我的答案是:历史学提供了人类已经用数千年时间验证过的「组织架构设计模式库」,而这个模式库对当下的 AI 多 Agent 编排具有直接的、可操作的参考价值。
一、多 Agent 系统的架构困境
1.1 MAS 研究的「两极化」陷阱
多 Agent 系统(Multi-Agent Systems, MAS)研究中有一个长期的核心挑战:如何设计 Agent 之间的通信拓扑和决策协议?

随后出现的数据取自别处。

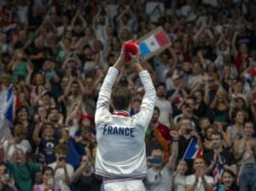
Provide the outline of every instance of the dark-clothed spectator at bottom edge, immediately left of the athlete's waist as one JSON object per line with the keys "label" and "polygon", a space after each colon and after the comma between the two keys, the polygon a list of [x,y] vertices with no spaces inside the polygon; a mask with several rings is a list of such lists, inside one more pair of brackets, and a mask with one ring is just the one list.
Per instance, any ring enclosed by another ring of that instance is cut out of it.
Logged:
{"label": "dark-clothed spectator at bottom edge, immediately left of the athlete's waist", "polygon": [[93,163],[90,153],[81,157],[79,168],[72,176],[72,186],[74,190],[100,191],[101,181],[93,172]]}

Wooldridge 和 Jennings(1995)在其经典综述中指出,MAS 的核心问题在于协调(coordination)、合作(cooperation)和冲突解决(conflict resolution)[1]。三十年过去了,这些问题仍然没有被令人满意地解决。Dorri 等人(2018)在更近的综述中将 MAS 架构分为集中式(centralized)、分布式(distributed)和混合式(hybrid),但也坦承:大多数现有研究要么假设完全集中的协调者,要么假设完全对等的分布式结构[2]。
这种「两极化」是一个严重的简化。真实世界中的组织架构——无论是人类社会还是生物系统——几乎从不处于这两个极端。蜂群有蜂后但工蜂有高度自主性;军队有指挥链但前线指挥官有临机决断权;跨国公司有总部但区域子公司有本地决策权。两极之间存在一个巨大的、未被充分探索的设计空间。
1.2 LLM 时代的新变量
这个「架构选择」问题在 LLM Agent 时代变得更加尖锐。传统的 MAS 研究中,Agent 的能力边界是相对清晰的——一个路径规划 Agent 不可能突然去做自然语言处理。但 LLM Agent 天然具备「全能性」:Claude 可以写代码也可以审查代码;GPT 可以翻译也可以推理;Gemini 可以分析图片也可以生成前端。
当我们有了 Claude、GPT、Gemini、DeepSeek、Kimi、Qwen 等多种 AI 模型可供编排时,问题不再是「谁能做什么」,而是「谁应该做什么、信息如何在它们之间流动、谁有权做最终决策」。
这些问题——角色分配、信息流向、决策权限、审核机制、容错设计——恰恰是人类政治制度几千年来一直在回答的问题。
1.3 为什么不直接用组织理论?
一个合理的质疑是:既然管理学和组织理论已经研究了几十年的组织结构问题,为什么还要回到古代政治制度?
原因有三:
第一,时间跨度。 管理学主要研究的是工业革命以来(约 200 年)的组织形态。而政治制度史覆盖了从苏美尔城邦(c.4500 BC)到欧盟(1993-至今)超过 6000 年的制度实验。更长的时间跨度意味着更多样的环境条件和更极端的压力测试。
第二,失败样本。 管理学研究存在严重的幸存者偏差——我们主要研究成功的企业,而失败的企业很快被遗忘。但历史学天然包含了大量的失败案例,而且这些失败案例有详尽的文献记录。秦朝的二世而亡、波兰的灭国、太平天国的崩溃——每一个失败案例都是一份珍贵的「验尸报告」,记录了特定组织架构在何种条件下会走向崩溃。
第三,极端条件。 政治制度的运行环境远比企业组织恶劣——战争、饥荒、叛乱、外族入侵、瘟疫。这些极端条件下的制度表现,是商学院案例研究中极少涉及的。而 AI 系统同样可能面对极端条件——大规模并发、级联故障、对抗性攻击——因此,从经历过极端条件的政治制度中学习,具有特殊的参考价值。
二、制度史作为「架构设计模式库」
2.1 钱穆的制度演化论:纵向视角
钱穆先生在《中国历代政治得失》(1952)中系统分析了汉、唐、宋、明、清五代的政治制度[3]。这本薄薄的小书(不到十万字)是我接触制度史的起点,也是 CivAgent 最核心的灵感来源。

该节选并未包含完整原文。